Kardamili—The Mani Coast—Greece.


I arrived in Kardamili last Friday. The Poet Homer, around 1200 BCE first mentioned Kardamili as one of the seven towns that Achilles was offered by Agamemnon as a dowry to settle the Trojan War. During that era, Kardamili was the main port for the city-state of Sparta along with Gythio. Local legend dictates that the tombs of Castor and Pollux—twin brothers of the Helen of Troy—reside in the old town of Kardamili.

Ruling for two centuries dating back to sixteenth century, The Troupakis-Mourtzinos Clan proved to be the most powerful and engaged in the War of Independence in 1821 against the Turks. The clan ruled from fortified tower-houses in the old town of Kardamili. These tower-houses exist everyplace on the Mani Coast.

Within the old town, an 18th century church, with a collection of vacant tower-houses still remain, and are well preserved. I experienced the town of Kardamili quite delightful and charming and one that will go onto my chart of favorite towns, but another town that survives solely from tourism.

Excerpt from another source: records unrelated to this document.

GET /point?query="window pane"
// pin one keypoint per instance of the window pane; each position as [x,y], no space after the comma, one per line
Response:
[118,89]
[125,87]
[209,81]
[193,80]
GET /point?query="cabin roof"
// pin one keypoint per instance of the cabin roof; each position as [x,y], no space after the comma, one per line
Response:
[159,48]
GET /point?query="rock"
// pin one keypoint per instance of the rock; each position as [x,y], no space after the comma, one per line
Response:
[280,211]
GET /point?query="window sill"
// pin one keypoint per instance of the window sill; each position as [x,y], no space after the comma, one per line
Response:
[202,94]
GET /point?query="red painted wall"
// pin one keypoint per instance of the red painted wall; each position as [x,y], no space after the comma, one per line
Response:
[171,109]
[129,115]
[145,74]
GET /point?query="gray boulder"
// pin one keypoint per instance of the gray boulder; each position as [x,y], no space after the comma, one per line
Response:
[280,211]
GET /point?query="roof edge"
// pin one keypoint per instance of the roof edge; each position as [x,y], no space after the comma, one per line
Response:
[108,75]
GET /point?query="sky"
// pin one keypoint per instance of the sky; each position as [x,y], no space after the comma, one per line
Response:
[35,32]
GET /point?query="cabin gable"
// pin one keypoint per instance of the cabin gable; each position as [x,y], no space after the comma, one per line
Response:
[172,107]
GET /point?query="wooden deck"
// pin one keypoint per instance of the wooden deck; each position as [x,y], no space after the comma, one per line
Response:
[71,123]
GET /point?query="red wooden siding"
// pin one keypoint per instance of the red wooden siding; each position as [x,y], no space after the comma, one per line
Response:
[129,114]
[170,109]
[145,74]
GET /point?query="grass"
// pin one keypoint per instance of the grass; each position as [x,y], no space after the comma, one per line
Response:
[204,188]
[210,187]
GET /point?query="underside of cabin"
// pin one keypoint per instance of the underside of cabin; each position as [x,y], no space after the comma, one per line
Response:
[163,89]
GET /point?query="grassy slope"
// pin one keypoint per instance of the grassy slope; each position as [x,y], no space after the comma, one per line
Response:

The hotel owner, an old crouched over woman, was quite interesting, she didn’t speak any English, although we did accomplish the bargaining process. She said 40 Euro a night for the room, which had a kitchenette. I moaned and groaned and she asked my how much and I said 35 Euro. She agreed reluctantly; I gave her 100 Euro and asked for my change. We went down stairs and she offered tea, she called her son who speaks English. The old, crouched over woman tried to bargain for a higher price and I said no, she did give me the change with a downhearted demeanor.

After about twenty minutes she knock on the door, she started to show me that I had to run the water a long time to receive the hot water, and then asked if I would stay for three days. I said no, but I knew that she was not comfortable with the price of 35 Euro. I was somewhat pestered from her whining and just gave her 20 Euros more, which added up to 45 Euro a night. She was hesitant, but took the money—I will not make a big deal out of money.

The next day I stopped at their door and their son was visiting, they invited me inside, and offered homemade wine, feta cheese, homemade organic beef that their other son raises, and a cooked small type of bird they shoot out of the sky with its head attached, and we were all joyful having a bunch of laughs. There were so happy, they let me use an iron, and turned on the heating so I could dry my clothes that I washed in the room.

Interesting enough, the day I was leaving I stopped to give them the key, and again, they served me tea and we said our goodbyes; the lady followed me out and give me 10 Euros back and kissed me on both checks. I find it fascinating how people relate to money.